NEW YORK — The reality is that nobody really knows when the economic slump will end and the upturn begin. Not Alan Greenspan, nor corporate chiefs, nor those oft-quoted “experts.”
It may disappoint to hear such a judgment, but it will do little to diminish the game or silence its participants because claiming to know when the upturn begins is now the biggest media game in town.
And losing credibility day by day.
While the Federal Reserve, of which Greenspan is chairman, declines to be specific, it is safe to assume its member-bank governors and executives are disappointed with their efforts, having hoped for a revival by now.
For their part, the corporate CEOs have conceded their bafflement, having issued misleading forecasts too many times. An ever-growing number now admit they haven’t a clear view even for their own companies.
You can sense frustration and modesty at the Fed and among CEOs, but the experts — well, they just go on forecasting, never apologizing. It’s what they get paid for doing, so they do it. But does anyone listen?
The dwindling audience for the traditional good-times-ahead news provides an opportunity to view other aspects of the economy, such as the growing corporate trend of hiring coaches for their chief executives.
John Budd, a former high-level officer at a multibillion-dollar public company, asks “By what tortured rationalizing do boards of directors choose someone who immediately needs coaching?”
Calling the practice a “strange phenomenon,” Budd asks in his “plain talk” newsletter: “Is this faddism run amuck or are all the stories hokum that say the board’s most important decision is to pick the right CEO?”

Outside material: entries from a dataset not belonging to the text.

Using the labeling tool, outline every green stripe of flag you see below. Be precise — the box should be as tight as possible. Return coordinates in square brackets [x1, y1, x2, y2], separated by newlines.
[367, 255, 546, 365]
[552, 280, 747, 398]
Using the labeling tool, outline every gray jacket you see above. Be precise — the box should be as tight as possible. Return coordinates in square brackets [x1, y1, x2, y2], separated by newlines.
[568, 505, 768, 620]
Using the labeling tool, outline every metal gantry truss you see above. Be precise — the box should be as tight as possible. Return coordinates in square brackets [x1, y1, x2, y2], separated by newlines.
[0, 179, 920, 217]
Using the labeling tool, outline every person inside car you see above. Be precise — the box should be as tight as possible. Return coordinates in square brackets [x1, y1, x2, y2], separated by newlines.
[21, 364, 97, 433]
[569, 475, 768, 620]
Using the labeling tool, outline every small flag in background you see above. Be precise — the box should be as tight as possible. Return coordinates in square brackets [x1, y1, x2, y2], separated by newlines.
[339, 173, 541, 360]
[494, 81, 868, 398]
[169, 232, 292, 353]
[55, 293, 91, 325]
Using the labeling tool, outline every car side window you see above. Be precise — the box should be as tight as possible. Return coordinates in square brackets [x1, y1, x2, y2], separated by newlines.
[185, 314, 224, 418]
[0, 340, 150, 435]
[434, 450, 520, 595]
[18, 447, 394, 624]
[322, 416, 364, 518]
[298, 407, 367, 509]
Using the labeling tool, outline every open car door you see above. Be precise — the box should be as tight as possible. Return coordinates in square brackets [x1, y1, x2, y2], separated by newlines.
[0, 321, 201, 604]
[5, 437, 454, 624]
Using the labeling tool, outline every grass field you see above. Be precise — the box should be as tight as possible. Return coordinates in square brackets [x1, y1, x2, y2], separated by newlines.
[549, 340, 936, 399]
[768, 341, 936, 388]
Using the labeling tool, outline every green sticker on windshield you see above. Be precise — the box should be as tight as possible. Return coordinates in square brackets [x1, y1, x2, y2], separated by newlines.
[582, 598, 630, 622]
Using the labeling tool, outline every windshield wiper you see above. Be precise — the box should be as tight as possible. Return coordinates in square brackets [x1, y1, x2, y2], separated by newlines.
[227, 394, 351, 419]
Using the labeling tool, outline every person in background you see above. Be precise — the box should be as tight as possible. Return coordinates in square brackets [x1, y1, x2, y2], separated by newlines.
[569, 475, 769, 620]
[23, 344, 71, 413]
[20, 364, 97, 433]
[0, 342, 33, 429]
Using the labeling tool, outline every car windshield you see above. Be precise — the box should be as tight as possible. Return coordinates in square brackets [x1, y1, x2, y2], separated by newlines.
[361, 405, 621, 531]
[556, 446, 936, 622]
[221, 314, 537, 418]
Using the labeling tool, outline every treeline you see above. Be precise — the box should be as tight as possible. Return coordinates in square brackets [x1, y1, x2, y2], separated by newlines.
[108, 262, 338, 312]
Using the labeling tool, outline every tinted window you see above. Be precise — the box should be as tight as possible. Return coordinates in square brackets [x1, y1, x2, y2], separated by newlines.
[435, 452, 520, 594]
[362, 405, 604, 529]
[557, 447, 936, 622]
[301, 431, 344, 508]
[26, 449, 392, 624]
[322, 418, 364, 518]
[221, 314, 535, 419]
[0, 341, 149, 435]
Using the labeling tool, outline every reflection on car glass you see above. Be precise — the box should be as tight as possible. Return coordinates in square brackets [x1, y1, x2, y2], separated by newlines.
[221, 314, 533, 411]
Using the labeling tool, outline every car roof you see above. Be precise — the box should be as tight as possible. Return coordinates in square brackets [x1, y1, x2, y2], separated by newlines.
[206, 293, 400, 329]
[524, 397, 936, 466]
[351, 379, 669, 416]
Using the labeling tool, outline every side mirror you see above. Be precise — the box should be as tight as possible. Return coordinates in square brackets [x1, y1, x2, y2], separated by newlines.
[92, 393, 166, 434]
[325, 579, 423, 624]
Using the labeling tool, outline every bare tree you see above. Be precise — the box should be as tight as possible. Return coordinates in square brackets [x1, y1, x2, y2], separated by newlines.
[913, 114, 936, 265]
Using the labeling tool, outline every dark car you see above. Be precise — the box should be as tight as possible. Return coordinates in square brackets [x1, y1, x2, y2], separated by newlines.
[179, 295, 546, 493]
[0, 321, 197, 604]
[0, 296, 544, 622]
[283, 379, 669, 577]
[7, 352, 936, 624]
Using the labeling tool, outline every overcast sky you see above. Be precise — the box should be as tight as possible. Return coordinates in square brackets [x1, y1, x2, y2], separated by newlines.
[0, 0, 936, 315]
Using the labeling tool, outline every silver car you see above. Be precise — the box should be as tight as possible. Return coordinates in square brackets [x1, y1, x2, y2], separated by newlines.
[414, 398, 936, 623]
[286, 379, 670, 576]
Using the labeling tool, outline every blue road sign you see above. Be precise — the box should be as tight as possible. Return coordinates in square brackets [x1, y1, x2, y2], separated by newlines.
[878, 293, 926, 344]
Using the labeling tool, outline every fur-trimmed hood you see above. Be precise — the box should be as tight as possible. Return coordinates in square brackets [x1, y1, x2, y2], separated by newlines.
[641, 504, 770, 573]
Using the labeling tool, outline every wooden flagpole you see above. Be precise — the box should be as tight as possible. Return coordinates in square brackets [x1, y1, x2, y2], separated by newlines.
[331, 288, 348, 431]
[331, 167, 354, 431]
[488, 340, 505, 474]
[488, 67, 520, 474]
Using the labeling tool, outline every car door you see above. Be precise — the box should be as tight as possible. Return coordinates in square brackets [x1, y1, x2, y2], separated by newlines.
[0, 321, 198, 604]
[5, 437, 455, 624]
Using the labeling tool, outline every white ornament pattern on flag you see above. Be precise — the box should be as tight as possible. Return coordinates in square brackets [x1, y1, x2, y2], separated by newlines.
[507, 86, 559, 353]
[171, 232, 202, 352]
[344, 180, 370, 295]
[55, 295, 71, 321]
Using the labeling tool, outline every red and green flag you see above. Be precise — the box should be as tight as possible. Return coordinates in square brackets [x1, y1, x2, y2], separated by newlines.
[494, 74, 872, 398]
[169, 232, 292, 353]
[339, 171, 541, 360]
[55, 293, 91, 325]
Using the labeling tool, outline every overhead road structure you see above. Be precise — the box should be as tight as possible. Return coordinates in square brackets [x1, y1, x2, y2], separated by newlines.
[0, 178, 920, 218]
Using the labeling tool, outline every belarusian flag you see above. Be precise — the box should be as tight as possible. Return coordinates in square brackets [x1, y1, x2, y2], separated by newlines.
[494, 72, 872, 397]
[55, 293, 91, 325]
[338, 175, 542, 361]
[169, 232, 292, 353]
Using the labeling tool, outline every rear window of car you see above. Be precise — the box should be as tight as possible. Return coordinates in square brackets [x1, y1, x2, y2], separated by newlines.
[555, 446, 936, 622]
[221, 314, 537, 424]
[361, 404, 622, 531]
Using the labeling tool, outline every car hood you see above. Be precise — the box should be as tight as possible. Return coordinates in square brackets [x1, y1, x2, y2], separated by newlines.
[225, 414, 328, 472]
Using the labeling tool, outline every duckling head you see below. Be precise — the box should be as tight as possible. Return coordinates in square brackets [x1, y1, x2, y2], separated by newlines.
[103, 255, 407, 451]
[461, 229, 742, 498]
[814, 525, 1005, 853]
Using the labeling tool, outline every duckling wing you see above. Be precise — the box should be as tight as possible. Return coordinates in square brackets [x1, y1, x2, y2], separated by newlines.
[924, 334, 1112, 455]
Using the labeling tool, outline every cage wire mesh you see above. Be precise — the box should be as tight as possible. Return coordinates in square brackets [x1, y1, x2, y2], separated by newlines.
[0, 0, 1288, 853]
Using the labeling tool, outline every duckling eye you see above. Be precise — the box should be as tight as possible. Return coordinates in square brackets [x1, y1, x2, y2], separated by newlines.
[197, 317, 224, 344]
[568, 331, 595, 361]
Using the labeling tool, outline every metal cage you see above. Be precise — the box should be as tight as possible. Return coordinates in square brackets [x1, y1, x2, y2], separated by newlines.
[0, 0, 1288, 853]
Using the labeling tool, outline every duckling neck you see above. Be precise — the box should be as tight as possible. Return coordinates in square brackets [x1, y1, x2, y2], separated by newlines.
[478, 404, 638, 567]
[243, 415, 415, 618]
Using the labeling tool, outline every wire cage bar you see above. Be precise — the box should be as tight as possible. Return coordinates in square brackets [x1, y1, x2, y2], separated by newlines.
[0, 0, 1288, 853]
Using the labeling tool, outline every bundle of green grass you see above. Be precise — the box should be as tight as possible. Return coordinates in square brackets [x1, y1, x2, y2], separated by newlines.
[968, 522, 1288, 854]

Budd, who can be acerbic in the cause of clear communications, also snaps at the “turkey neck” corporate chiefs who, seeking to be hip and “with it,” disdain ties and jackets, thus displaying their sagging flesh.
“Dressing down is out; dressing up is in,” he says, adding that if you want to be serious about business, credibility is a suit and tie.
David Hirshleifer offers a different sort of advice, but just as practical. Hirshleifer, who teaches finance at Ohio State University, has determined that a sunshiny morning brightens the returns on stocks.
Sunshine tends to make people optimistic, he says, something most of the alleged Wall Street experts overlook in their pursuit of more complex, numerical answers, some of which are far less credible.
Stock traders, he explains, may attribute their optimism to factors other than the weather, such as economic conditions or news about a company. As is well known, stock analysts can rationalize almost anything.
But what if the weather is cloudy on Wall Street or Chicago or wherever trading takes place, but bright and clear at the investor’s house? The overhead conditions apply mainly to the stock exchange site.
Hirshleifer offers at least a partial explanation for this behavior: Many of the large institutional investors that drive the markets are headquartered in the same cities as the stock exchanges.
The effect is nothing to discount. Hirshleifer’s study, which encompassed 26 stock exchanges around the world, including the New York Stock Exchange, found the difference between a completely overcast day and a sunny day produced an excess return of 24.8 percent!
John Samples, Christopher Yablonski and Ivan Osorio had another matter in mind when they studied the sources of funding for the ad hoc Fair Taxes for All Coalition, an advocacy group of non-profit organizations.
In a paper for the Cato Institution, a Libertarian think tank, they describe the membership of the coalition as united in opposition to the original $1.6 trillion tax cut proposed by President George W. Bush.
Their reason, according to the paper: It would jeopardize the nation’s ability to meet domestic and foreign responsibilities, threaten fiscal stability and security, and inequitably distribute benefits.
But the Cato researchers say they found coalition members have a considerable interest in keeping money in the government’s hands — those non-profit groups received $618 million of taxpayer money in recent years.